Jusqu’où doit s’exercer la libre expression en classe ? Comment concilier l’obligation du débat, que les nouveaux programmes imposent, et la règle éducatrice qui veut que l’enseignant laisse l’élève construire ses idéaux librement ? Evidemment on nous dira que la solution est dans l’éthique professionnelle. Mais celle-ci s’exerce dans un cadre administratif. Or celui ci est en train de changer et déjà les appels à « la réserve », un mot décidément à la mode, se font entendre…
» On peut sans doute espérer que le projet de loi relatif à la déontologie et aux droits et obligations des fonctionnaires sera définitivement adopté dans les prochaines semaines. S’il est une de ses dispositions qui n’a guère varié.. c’est celle qui introduit à l’article 25 de la loi n°83-634 du 13 juillet 1983 portant droits et obligations des fonctionnaires le principe selon lequel, dans l’exercice de ses fonctions, le fonctionnaire est tenu à l’obligation de neutralité », écrit Catherine Moreau, directrice juridique du ministère de l’éducation nationale, dans La lettre d’information juridique de ce mois.

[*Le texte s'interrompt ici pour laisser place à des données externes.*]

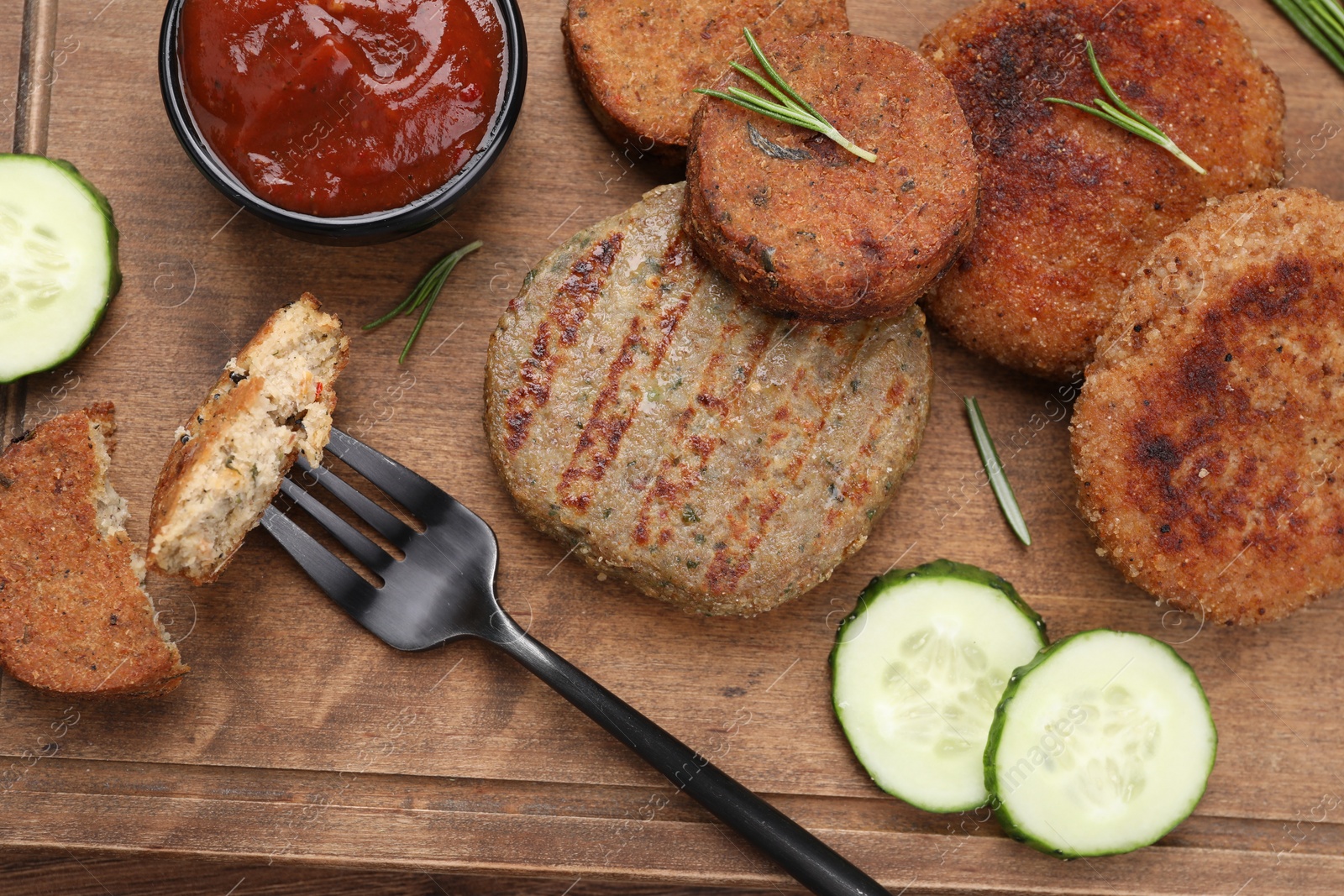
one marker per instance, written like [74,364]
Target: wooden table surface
[299,741]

La Lettre pointe plusieurs arrets rendus récemment qui vont déjà dans le sens de l’installation de cette obligation de réserve. Aini un arrêt du tribunal administratif de Nantes rendu le 9 décembre 2015 valide l’exclusion d’un an d’un professeur d ‘histoire-géographie qui assurait la promotion de ses idées d’extrême droite jusque dans les bibliographies orientées données aux élèves. La Lettre cite le cas d’un enseignant qui distribuait des tracts anti IVG en classe. Mais aussi le cas d’un enseignant condamné pour avoir utilisé l’adresse mail de son établissement pour une association cultuelle.
» Pour apprécier la légalité des sanctions infligées à ces enseignants, les juges ont bien évidemment pris en compte la teneur et la gravité des faits reprochés, mais également la nature de leurs fonctions », relève C Moreau. Autrement dit le devoir de réserve est plus important quand on est cadre que simple enseignant. C’est cette appréciation que la loi pourrait remettre en compte.
La question est sensible. Dans le contexte actuel , l’institution invite les enseignants au débat avec les élèves sur les valeurs républicaines. Cela augmente les risques de dérapage et élève le niveau de savoir professionnel attendu des enseignants. Comment concilier le besoin de débat avec cette nouvelle pression hiérarchique ? Car le principal risque, dans une Ecole hiérarchisée, serait de faire de l’Ecole une nouvelle grande muette. Et de passer à coté de l’obligation éducative.